An electric lamp of $100 \,\Omega$,a toaster of resistance $50 \,\Omega$,and a water filter of resistance $500 \,\Omega$ are connected in parallel to a $220 \,V$ source. What is the resistance of an electric iron connected to the same source that takes as much current as all three appliances,and what is the current through it?

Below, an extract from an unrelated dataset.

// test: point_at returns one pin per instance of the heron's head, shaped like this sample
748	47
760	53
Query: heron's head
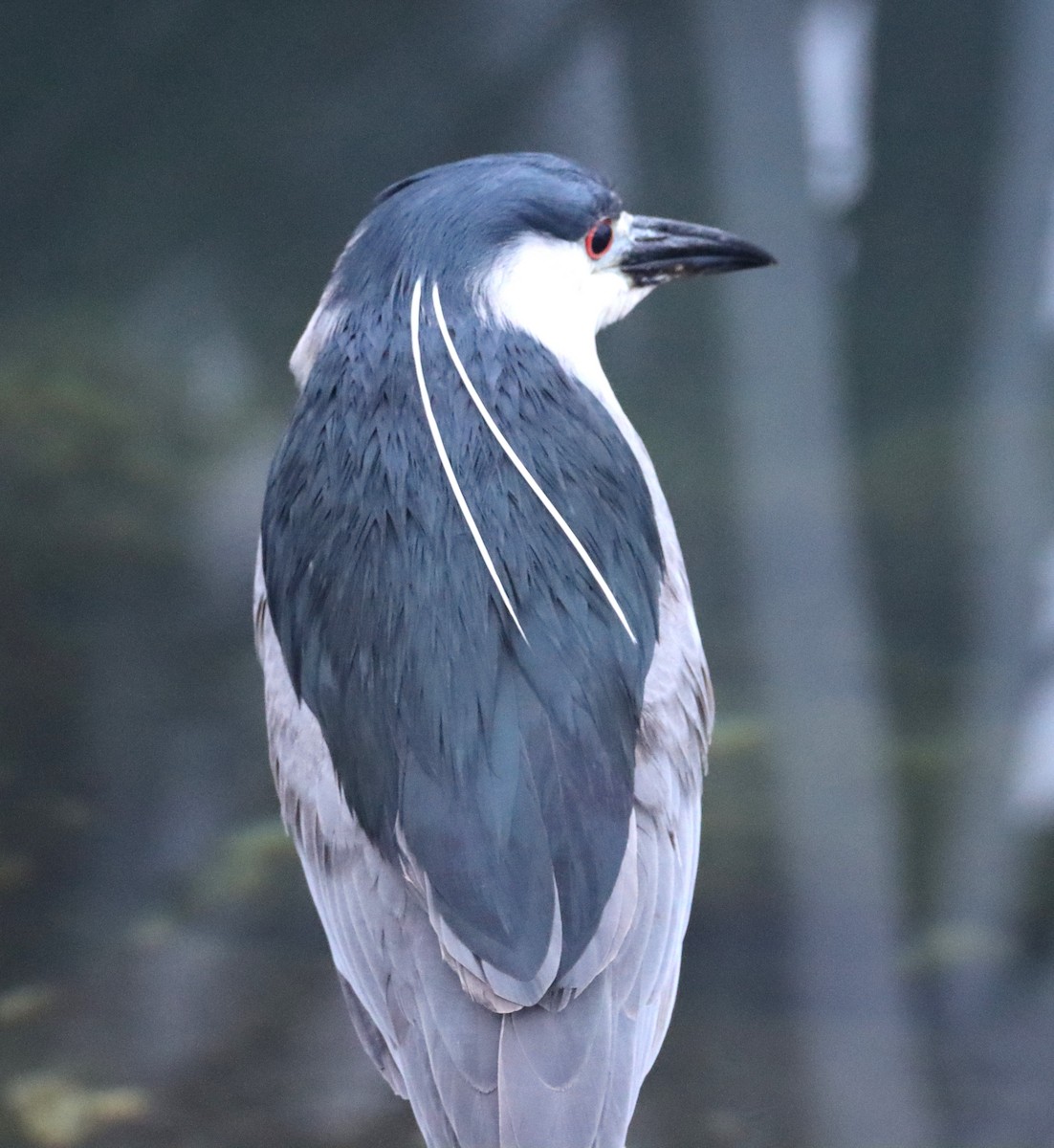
527	240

(D) Resistance of electric lamp,$R_1 = 100 \,\Omega$.
Resistance of toaster,$R_2 = 50 \,\Omega$.
Resistance of water filter,$R_3 = 500 \,\Omega$.
Voltage of the source,$V = 220 \,V$.
These are connected in parallel.
Let $R$ be the equivalent resistance of the circuit.
$\frac{1}{R} = \frac{1}{R_1} + \frac{1}{R_2} + \frac{1}{R_3} = \frac{1}{100} + \frac{1}{50} + \frac{1}{500}$.
$\frac{1}{R} = \frac{5 + 10 + 1}{500} = \frac{16}{500}$.
$R = \frac{500}{16} \,\Omega = 31.25 \,\Omega$.
According to Ohm's law,$V = IR$,so the total current $I = \frac{V}{R}$.
$I = \frac{220}{500/16} = \frac{220 \times 16}{500} = 7.04 \,A$.
Since the electric iron takes as much current as all three appliances,the current through the iron is $I' = 7.04 \,A$.
Using Ohm's law for the electric iron,$R' = \frac{V}{I'} = \frac{220}{7.04} = 31.25 \,\Omega$.
Therefore,the resistance of the electric iron is $31.25 \,\Omega$ and the current flowing through it is $7.04 \,A$.